At the present time, many people very easily fall in with this type of compromise between a despotic administration and the sovereignty of the people and they think they have sufficiently safeguarded individual freedom when they surrendered it to a national authority. That is not good enough for me. The character of the master is much less important to me than the fact of obedience…

Equally, I realize that when the ruling power represents and is dependent upon the nation, the powers and rights taken from each citizen do not simply serve the head of state but the state itself, and that private individuals derive some advantage from the sacrifice of their independence to the public good…

We forget that it is, above all, in the details that we run the risk of enslaving men. For my part, I would be tempted to believe that freedom in the big things of life is less important than in the slightest, if I thought that we could always be guaranteed the latter when we did not possess the former.

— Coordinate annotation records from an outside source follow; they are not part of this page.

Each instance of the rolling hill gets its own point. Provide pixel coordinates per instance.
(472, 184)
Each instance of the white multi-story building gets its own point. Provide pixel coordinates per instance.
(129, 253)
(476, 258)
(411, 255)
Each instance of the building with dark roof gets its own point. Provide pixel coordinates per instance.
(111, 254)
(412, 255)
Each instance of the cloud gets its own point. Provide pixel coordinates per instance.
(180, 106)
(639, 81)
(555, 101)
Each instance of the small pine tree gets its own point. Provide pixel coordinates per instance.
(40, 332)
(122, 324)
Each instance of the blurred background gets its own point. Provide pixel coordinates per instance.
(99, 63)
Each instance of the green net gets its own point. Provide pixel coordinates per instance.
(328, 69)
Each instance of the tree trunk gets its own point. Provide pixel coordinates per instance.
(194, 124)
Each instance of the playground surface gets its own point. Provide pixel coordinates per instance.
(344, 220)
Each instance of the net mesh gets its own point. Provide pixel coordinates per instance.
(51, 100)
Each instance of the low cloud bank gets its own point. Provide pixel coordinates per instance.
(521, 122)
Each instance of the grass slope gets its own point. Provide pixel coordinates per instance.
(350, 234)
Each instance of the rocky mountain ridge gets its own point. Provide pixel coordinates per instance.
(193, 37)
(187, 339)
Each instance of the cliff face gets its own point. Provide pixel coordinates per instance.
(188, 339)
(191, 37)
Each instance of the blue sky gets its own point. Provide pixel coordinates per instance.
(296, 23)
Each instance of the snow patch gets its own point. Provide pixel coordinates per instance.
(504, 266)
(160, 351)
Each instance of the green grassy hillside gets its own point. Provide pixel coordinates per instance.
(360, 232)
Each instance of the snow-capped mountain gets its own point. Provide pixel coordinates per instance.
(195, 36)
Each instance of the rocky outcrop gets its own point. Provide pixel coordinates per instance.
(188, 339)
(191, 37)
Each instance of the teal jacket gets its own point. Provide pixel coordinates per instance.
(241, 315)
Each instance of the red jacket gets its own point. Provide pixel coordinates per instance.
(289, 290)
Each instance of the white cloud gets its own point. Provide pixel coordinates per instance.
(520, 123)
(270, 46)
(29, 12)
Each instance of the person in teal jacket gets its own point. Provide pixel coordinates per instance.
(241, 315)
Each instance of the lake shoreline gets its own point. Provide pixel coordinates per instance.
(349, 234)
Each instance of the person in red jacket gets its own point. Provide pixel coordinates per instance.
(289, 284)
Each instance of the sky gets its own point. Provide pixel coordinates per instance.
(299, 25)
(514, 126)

Subjection in the minor things of life is obvious every day and is experienced indiscriminately by all citizens. It does not cause them to lose hope, but it constantly irks them until they give up the exercise of their will. It gradually blots out their mind and enfeebles their spirit, whereas obedience demanded only in a small number of very serious circumstances involves enslavement on rare occasions and burdens only a certain number of people.  It will be useless to call upon those very citizens, who have become so dependent upon central government, to choose from time to time the representative of this government; this very important but brief and rare exercise of their free choice will not prevent their gradual loss of the faculty of autonomous thought, feeling, and action so that they will slowly fall below the level of humanity.

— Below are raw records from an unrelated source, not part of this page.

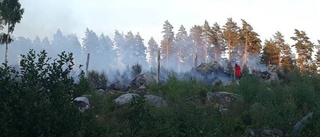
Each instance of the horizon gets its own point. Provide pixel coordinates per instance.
(148, 17)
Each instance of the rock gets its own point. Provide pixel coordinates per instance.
(114, 86)
(125, 98)
(100, 91)
(155, 100)
(138, 81)
(267, 132)
(270, 74)
(82, 102)
(221, 100)
(204, 69)
(217, 82)
(298, 126)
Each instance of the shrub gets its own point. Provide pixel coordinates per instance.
(136, 69)
(98, 79)
(38, 99)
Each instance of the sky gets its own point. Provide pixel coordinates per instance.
(43, 17)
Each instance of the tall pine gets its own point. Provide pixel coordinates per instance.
(231, 35)
(167, 45)
(304, 49)
(153, 53)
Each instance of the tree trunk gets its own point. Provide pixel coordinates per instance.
(244, 61)
(158, 67)
(167, 57)
(7, 48)
(87, 64)
(229, 48)
(6, 55)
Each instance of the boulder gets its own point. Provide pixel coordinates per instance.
(82, 102)
(138, 81)
(125, 98)
(299, 125)
(270, 74)
(204, 69)
(155, 100)
(268, 132)
(221, 100)
(100, 92)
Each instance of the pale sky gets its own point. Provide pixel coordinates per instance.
(44, 17)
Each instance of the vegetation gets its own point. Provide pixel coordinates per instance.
(37, 96)
(36, 100)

I may add that they will soon lose the capacity to exercise the great and only privilege open to them.  The democratic nations which introduced freedom into politics at the same time that they were increasing despotism in the administrative sphere have been led into the strangest of paradoxes.  Faced with the need to manage small affairs where common sense can be enough, they reckon citizens are incompetent; when it comes to governing the whole state, they give these citizens immense prerogatives.  They turn them by degrees into playthings of the ruler or his masters, higher than kings or lower than men. Having exhausted all the various electoral systems without finding one which suited them, they look surprised and continue to search, as if the defects they see had far more to do with the country’s constitution than with that of the electorate.

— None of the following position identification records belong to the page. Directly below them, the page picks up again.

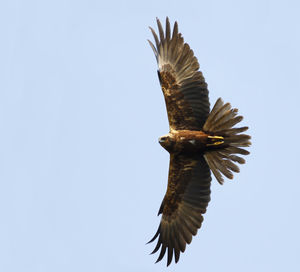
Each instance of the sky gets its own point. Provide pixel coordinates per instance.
(81, 172)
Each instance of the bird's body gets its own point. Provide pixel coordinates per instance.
(200, 141)
(189, 141)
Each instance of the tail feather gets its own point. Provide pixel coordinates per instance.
(222, 159)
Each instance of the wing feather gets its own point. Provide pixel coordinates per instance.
(184, 87)
(186, 199)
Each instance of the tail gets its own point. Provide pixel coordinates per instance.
(222, 158)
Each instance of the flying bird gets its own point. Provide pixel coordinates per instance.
(199, 141)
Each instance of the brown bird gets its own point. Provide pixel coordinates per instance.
(199, 141)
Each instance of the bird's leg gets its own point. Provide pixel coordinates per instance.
(214, 140)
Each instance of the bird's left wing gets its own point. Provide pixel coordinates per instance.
(182, 83)
(186, 199)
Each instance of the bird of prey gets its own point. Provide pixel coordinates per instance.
(199, 141)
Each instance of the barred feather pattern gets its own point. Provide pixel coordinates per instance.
(220, 122)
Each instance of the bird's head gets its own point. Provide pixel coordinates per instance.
(167, 142)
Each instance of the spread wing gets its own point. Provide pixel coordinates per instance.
(183, 86)
(185, 201)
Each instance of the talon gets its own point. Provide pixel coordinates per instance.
(215, 140)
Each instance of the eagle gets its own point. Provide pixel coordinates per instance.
(199, 141)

It is indeed difficult to imagine how men who have completely given up the habit of self-government could successfully choose those who should do it for them, and no one will be convinced that a liberal, energetic, and prudent government can ever emerge from the voting of a nation of servants…

The vices of those who govern and the ineptitude of those governed would soon bring it to ruin, and the people, tired of its representatives and of itself, would create freer institutions, or would soon revert to its abasement to one single master.